And young Democrats? Fifty-one percent of them say they will definitely vote in November.
John Wagner reports:
Preference for Democratic control of Congress has grown between now and the time of the last IOP poll. In Fall 2017, there was a 32-point partisan gap among the most likely young voters, 65 percent preferring Democrats control Congress, with 33 percent favoring Republicans.
Today, the gap has increased to 41 points, 69 percent supporting Democrats and 28 percent Republicans. “Millennials and post-Millennials are on the verge of transforming the culture of politics today and setting the tone for the future,” said John Della Volpe, Polling Director at Harvard Kennedy School’s Institute of Politics. “This generation of young Americans is as engaged as we have ever seen them in a midterm election cycle.
Those results give progressives another reason for optimism about the upcoming election, which many observers—experts and professionals alike—have been characterizing as a potential blue wave or even a blue tsunami, sweeping Republicans out of office in some jurisdictions where Democrats haven’t run candidates in years.
But there are caveats. The institute’s findings need to be placed in historical light. Because if the nation’s under-30s vote actually matched the poll’s definitely-will-vote respondents, it would by far be the best youth turnout in a midterm election since 18-year-olds gained the right to vote more than 45 years ago.
The record for under-30 turnout in a midterm election was 31 percent in 1982, according to the Center for Information & Research on Civic Learning and Engagement (CIRCLE) at Tufts University. That same year, turnout for voters over 30 was 61 percent.
What the record shows is that a fifth to a fourth of under-30 Americans have shown up to vote in the 11 midterm elections of the past four decades. And in the most recent past six midterms, since 1994, that turnout has fallen. In midterm elections since 1998, the youth vote has ranged between 22 percent and 25 percent, compared to an average of 29 percent in the 1970s and 1980s.
Since January 2017, the enthusiastic activism that has emerged around various issues indicates strong support for overturning Republican control of Congress and state legislatures, most of which are now in GOP hands. A good deal of that enthusiasm comes from young people. But one problem in 2014 was the fact young people were the least likely to be contacted about candidates of any voting demographic.
That’s an organizing failure that demands a fix if we’re to have any hope of bringing the percentage of youth who say they definitely will vote closer to the percentage who actually do.
Something that needs to be scrutinized closely in the process of raising the turnout is how the vote looks along lines of gender, ethnicity, and race. From CIRCLE, more graphs from 2014:
While 54% of youth (18-29) nationally voted for Democratic House candidates, significant differences consistently emerge by race and ethnicity. In both 2010 and 2014, Black and Latino youth were considerably more likely to choose Democratic House candidates than White youth were.

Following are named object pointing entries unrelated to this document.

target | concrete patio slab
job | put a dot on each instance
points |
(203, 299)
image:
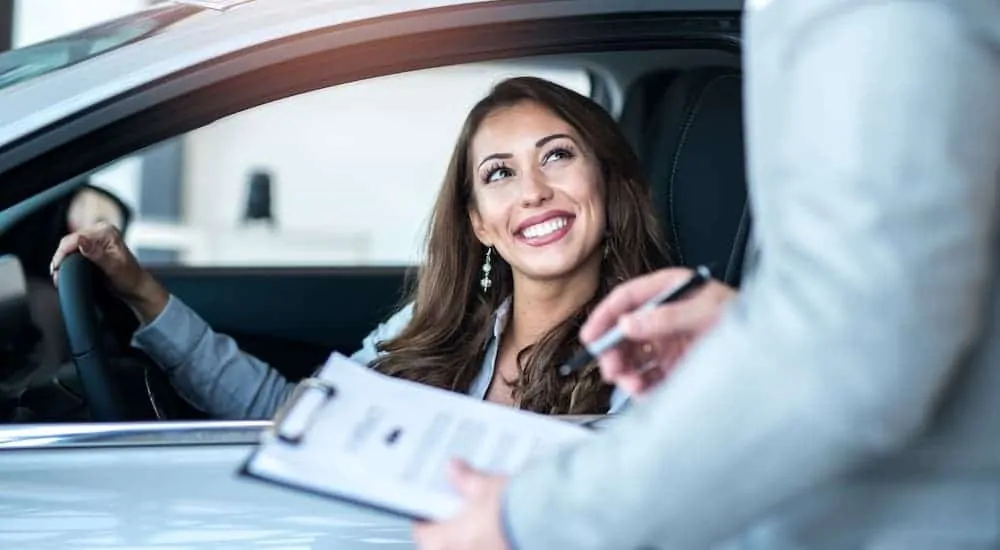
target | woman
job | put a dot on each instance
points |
(543, 210)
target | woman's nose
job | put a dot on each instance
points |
(535, 189)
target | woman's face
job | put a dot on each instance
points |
(538, 198)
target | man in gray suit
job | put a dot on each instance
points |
(850, 396)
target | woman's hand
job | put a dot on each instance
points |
(656, 339)
(103, 245)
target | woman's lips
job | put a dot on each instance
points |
(546, 232)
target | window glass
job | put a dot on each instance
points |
(342, 176)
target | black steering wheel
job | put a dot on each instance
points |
(77, 279)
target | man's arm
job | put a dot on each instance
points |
(876, 262)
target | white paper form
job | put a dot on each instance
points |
(358, 435)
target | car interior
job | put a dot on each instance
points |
(681, 110)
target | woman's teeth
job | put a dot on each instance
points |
(545, 228)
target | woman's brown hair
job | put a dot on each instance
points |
(445, 340)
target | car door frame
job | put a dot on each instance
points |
(177, 103)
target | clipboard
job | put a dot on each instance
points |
(358, 436)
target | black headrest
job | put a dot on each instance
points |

In 2014, White youth gave a majority to the Republicans in House races (54% to 43%).
While White youth looked more conservative than people of color in 2014, White women approved of Congress and President Obama at a higher rate than White men. At the same time, White women were slightly more likely to see the Republican Party favorably than White men were (54% vs.49%), but largely split their vote between parties (50% for Republicans in House races, 47% for Democrats), while young white men overwhelmingly supported House Republican candidates (58% vs. 39%). Young White men were more likely to identify as Independents (40%) followed closely by GOP (36%), while young White women’s top choice was the GOP (41%), and 30% identified themselves as Independents.
We should focus energy, time, and money on reaching all youth regardless of their gender, ethnicity, or race. But that doesn’t mean that what works for young women will work equally well for young men, or that what works for Latina women will work for Native women.